Still informally but with more precision, here is another way to see it, by taking twice the logarithm on each side: ${\displaystyle \log 9^{9^{9^{9}}}=9^{9^{9}}\log 9}$ so ${\displaystyle \log \log 9^{9^{9^{9}}}=9^{9}\log 9+\log \log 9\approx 9^{9}\log 9}$, while similarly, ${\displaystyle \log \log 10^{10^{100}}\approx 100\log 10}$. There is (almost) no more dispute which is greater ;-) You see here how the actual numbers in the lower exponentiation layers just seem to evaporate and play no significant role in the proof. --FvdP 22:08, 23 December 2005 (UTC)

notation

Are you saying that even if you used the notation like 10^10^100^100000000 etc, there isnt enough ink or hdd space in the universe to express graham's #? 69.142.21.24 05:20, 5 September 2005 (UTC)

That is correct. Graham's number is far too large to simply be expressed in powers of powers of powers. Even if one takes the exponentiation operator to a higher level, such as tetration or many (actually, an incomprehensible number of) hyper operators above this, it would still not be even close to sufficient to expressing Graham's number with all the matter in the known universe. -- Daverocks 12:32, 19 September 2005 (UTC)

Largest number with an article

I assume from the above discussion that this is the largest number to have a serious Wikipedia article devoted to it. Is that correct? CDThieme 03:02, 8 October 2005 (UTC)

Well, the greatest integer.

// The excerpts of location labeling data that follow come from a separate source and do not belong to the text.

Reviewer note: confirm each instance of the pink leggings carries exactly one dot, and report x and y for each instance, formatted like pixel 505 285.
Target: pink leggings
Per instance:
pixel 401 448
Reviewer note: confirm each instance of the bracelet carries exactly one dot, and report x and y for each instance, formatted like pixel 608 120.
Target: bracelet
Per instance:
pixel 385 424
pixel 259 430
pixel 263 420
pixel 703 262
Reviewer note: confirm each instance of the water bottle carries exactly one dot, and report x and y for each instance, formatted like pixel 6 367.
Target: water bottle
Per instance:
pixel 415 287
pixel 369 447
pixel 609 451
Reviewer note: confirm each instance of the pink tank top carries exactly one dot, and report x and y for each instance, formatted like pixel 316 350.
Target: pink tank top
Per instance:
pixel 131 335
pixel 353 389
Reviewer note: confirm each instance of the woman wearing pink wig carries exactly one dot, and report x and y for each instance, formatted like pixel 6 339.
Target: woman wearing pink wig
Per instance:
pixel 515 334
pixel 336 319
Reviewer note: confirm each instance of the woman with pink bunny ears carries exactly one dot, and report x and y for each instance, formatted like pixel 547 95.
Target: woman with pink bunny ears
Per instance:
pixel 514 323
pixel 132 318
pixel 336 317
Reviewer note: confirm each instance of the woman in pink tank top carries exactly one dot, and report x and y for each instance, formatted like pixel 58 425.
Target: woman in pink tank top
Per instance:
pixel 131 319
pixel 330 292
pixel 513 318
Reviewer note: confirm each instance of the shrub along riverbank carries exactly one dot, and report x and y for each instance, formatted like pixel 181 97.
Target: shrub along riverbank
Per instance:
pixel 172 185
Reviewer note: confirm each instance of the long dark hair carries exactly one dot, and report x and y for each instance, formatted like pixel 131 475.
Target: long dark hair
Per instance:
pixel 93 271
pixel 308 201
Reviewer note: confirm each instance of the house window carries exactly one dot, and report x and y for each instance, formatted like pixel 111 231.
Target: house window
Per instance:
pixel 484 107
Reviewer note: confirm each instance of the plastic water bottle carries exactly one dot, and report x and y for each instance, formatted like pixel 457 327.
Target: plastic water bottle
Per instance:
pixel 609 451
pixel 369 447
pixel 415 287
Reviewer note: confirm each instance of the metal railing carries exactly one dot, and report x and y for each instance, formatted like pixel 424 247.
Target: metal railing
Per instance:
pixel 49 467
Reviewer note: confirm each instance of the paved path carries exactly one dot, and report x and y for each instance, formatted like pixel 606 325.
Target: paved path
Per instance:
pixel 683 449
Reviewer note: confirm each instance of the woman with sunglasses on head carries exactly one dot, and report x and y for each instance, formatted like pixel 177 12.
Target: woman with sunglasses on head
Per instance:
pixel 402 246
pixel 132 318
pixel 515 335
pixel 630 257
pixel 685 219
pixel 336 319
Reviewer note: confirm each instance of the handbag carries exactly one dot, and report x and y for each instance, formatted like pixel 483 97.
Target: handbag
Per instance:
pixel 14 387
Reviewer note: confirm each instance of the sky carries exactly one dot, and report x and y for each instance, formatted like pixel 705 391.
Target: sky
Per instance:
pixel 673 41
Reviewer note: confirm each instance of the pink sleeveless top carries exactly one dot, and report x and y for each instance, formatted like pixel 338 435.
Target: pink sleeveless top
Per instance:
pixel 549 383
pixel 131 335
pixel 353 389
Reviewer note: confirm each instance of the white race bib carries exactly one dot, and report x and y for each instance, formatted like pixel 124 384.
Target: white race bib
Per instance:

We have plenty of articles about infinite numbers, and Graham's number is finite. Factitious 19:51, 10 October 2005 (UTC)

Can numbers be infinite? I don't think so, a number is a number. Infinite is a concept. Rbarreira 19:24, 20 December 2005 (UTC)

See Aleph-null, for instance. Factitious 22:32, 21 December 2005 (UTC)

Years in Hell

Imagine being in Hell for a Graham's Number of years. (It's said that people stay in hell for all eternity...) If someone was taken out of Hell after that many years, what could they say and how would they feel? Think about and imagine this. --Shultz 00:15, 2 January 2006 (UTC)

Nonsense. The universe is only 13,700,000,000 years old, a number that can be written in comma format with only 4 periods of digits. Graham's number is far too large to write in comma form with even millions of such periods. Georgia guy 01:10, 2 January 2006 (UTC)

Letter

Since this is obviously too large a number to write down, is there a letter to represent it in common usage?

Upper bound of something

You know with this nummer being so large, how on earth was it proven to be the upper bound of that question?